Tsunashige loved azaleas. He planted them on the grounds of his Edo home, which is now the site of Nezu Shrine in Bunkyo Ward, Tokyo. Each spring, the shrine holds a festival to celebrate the blossoming of the azaleas, which are particularly abundant on an eastward-facing hillside overlooking the rest of the shrine grounds.
According to the shrine, there are about 3,000 of the flowering shrubs, representing about 100 different varieties. On the day of my visit earlier this month, many of the bushes were covered in pink, red, violet or white flowers, some large and some small. Other bushes had buds still waiting to open, and some had yet to produce buds at all. The variety of types means that each day’s visit will likely be a little different from the last.

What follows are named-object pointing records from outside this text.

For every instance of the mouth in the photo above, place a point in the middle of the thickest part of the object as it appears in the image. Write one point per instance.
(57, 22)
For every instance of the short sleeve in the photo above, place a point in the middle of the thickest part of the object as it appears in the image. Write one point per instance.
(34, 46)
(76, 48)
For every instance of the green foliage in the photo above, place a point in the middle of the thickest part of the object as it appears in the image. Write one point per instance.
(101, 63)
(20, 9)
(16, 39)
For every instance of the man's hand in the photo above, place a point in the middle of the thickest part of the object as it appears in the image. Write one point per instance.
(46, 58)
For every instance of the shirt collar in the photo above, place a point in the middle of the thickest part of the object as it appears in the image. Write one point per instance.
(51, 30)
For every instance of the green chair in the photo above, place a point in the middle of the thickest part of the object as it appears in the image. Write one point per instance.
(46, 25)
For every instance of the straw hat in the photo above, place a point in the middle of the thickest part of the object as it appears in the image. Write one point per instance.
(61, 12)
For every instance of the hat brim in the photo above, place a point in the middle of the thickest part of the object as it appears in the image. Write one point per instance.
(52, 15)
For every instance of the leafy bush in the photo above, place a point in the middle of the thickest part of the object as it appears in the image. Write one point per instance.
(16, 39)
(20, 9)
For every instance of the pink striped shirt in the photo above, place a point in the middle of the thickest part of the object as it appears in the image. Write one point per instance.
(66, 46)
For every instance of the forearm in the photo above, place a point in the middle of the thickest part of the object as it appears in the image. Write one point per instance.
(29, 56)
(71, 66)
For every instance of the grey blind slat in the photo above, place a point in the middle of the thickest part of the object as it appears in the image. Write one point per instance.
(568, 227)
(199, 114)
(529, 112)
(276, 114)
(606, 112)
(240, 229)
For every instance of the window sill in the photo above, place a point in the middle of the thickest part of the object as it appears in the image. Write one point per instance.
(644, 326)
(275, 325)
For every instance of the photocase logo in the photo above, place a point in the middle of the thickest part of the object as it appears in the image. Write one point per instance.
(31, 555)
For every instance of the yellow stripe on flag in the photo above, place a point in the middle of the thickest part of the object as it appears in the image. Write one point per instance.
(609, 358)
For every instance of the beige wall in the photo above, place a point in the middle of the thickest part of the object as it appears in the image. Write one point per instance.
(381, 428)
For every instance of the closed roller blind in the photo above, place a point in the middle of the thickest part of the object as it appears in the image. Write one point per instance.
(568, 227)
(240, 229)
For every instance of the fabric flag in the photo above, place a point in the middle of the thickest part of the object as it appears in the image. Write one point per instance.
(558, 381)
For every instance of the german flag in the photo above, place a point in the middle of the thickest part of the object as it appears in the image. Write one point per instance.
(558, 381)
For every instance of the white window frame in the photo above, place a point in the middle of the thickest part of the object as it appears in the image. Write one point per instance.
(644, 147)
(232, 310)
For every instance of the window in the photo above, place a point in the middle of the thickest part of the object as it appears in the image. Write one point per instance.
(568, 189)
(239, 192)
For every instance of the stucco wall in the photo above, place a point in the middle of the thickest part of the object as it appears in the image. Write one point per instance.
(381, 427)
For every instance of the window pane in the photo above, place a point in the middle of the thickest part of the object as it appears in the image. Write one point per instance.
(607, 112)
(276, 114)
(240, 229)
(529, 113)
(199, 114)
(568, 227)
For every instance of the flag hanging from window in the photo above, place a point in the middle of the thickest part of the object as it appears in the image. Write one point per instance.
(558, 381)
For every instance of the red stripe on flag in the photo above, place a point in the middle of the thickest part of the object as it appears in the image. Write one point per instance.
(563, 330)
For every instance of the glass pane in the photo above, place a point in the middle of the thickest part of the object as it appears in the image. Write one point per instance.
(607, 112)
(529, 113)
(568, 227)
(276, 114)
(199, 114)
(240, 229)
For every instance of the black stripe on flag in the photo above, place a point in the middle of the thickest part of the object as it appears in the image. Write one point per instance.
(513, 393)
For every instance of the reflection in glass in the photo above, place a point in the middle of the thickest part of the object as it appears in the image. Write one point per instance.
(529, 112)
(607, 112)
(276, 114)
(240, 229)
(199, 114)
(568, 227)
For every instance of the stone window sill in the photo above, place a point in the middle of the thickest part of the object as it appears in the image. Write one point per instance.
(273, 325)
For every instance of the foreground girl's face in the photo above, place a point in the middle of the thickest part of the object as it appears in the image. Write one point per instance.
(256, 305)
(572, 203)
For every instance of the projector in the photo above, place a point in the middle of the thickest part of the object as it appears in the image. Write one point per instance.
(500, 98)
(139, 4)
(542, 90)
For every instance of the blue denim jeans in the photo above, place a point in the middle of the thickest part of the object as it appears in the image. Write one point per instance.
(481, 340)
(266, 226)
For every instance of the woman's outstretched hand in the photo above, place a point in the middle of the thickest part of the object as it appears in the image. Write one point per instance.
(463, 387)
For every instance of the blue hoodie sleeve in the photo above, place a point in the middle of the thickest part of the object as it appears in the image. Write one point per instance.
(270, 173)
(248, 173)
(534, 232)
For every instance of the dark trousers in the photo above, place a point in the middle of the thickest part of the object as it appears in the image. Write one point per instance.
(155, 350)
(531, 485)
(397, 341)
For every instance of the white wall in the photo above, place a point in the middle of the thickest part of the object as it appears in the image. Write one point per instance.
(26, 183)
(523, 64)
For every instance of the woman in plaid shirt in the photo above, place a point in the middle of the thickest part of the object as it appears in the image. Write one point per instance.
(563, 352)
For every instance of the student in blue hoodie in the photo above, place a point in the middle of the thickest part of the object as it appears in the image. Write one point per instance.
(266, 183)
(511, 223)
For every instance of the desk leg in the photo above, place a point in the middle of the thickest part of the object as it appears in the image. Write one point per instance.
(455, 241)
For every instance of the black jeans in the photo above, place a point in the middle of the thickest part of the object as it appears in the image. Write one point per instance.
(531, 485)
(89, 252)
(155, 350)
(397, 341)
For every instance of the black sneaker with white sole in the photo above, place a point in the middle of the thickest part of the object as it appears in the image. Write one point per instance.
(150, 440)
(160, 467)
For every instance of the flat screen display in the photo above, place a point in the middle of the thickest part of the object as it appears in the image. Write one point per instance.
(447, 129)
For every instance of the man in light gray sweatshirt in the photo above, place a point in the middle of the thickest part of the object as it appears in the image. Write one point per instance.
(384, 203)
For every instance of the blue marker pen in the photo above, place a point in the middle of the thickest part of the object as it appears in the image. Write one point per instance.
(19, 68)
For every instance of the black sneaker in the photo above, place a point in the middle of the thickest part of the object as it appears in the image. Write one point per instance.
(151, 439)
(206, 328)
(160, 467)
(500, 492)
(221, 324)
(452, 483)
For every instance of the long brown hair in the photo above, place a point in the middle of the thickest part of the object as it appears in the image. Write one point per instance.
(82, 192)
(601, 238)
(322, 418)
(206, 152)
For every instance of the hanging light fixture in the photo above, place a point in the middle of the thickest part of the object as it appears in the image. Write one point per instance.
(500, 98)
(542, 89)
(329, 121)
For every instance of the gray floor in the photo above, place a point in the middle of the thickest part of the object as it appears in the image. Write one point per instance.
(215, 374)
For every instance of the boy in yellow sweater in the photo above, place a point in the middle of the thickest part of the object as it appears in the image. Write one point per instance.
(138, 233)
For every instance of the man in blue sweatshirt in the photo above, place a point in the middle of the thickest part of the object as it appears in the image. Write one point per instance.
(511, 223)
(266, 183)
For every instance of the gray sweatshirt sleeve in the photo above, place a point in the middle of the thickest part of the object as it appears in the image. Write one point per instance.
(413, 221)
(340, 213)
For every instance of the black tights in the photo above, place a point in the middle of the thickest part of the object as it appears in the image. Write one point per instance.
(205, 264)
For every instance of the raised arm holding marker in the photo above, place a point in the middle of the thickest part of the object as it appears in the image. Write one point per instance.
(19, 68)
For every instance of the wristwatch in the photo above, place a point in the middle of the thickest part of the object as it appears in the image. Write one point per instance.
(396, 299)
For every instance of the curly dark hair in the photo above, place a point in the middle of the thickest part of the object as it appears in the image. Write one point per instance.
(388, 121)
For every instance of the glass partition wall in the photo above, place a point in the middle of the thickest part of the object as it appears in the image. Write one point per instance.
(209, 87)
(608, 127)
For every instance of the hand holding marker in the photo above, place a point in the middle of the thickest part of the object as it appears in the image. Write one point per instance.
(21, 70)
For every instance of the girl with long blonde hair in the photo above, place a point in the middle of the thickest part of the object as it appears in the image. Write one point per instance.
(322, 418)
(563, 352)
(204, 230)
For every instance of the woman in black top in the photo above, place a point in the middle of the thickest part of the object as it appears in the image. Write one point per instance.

The festival officially runs through May 1, but many festive aspects — such as enjoying amazake (a sweet rice drink) or doing radio calesthenics among the blooms — have been canceled this year due to the novel coronavirus pandemic.
But visitors may still stroll the winding paths of the hillside azalea garden from 9:30 a.m. to 5:30 p.m. Garden admission is ¥300, except for elementary school or younger children, who get in free.
Other parts of the shrine grounds, including turtle and koi ponds and a collection of red torii gates forming a long outdoor corridor, are free to everyone.
Nezu Shrine is a five-minute walk from Nezu subway station on the Chiyoda Line. For visitors who think traditional snacks are a must on festival days, the walk from the station takes one past Daigaku Imo Naricoma, a shop on Shinobazu-dori avenue that specializes in daigaku imo, lightly fried sweet potato chunks doused in syrup and black sesame seeds. If you want make a lunch of it, try La Viola, a cozy Italian place with outdoor tables in an alley on a side street one block off Shinobazu-dori near the station.
What is now Nezu Shrine traces its history back about 1,900 years. For most of that time it was at a different location in Sendagi, also in Bunkyo Ward. The shrine relocated to the former residence of the azalea-loving Tokugawa Tsunashige in 1706, after his son Tokugawa Ienobu (1662-1712) had become heir apparent to the title of shogun.
In a historical footnote, when Ienobu’s mother gave birth to him at this site, the afterbirth was buried on the grounds. So not only do the beautiful flowers that emerge every spring owe their existence here to a Tokugawa, but at the molecular level they might still have some actual Tokugawa in them.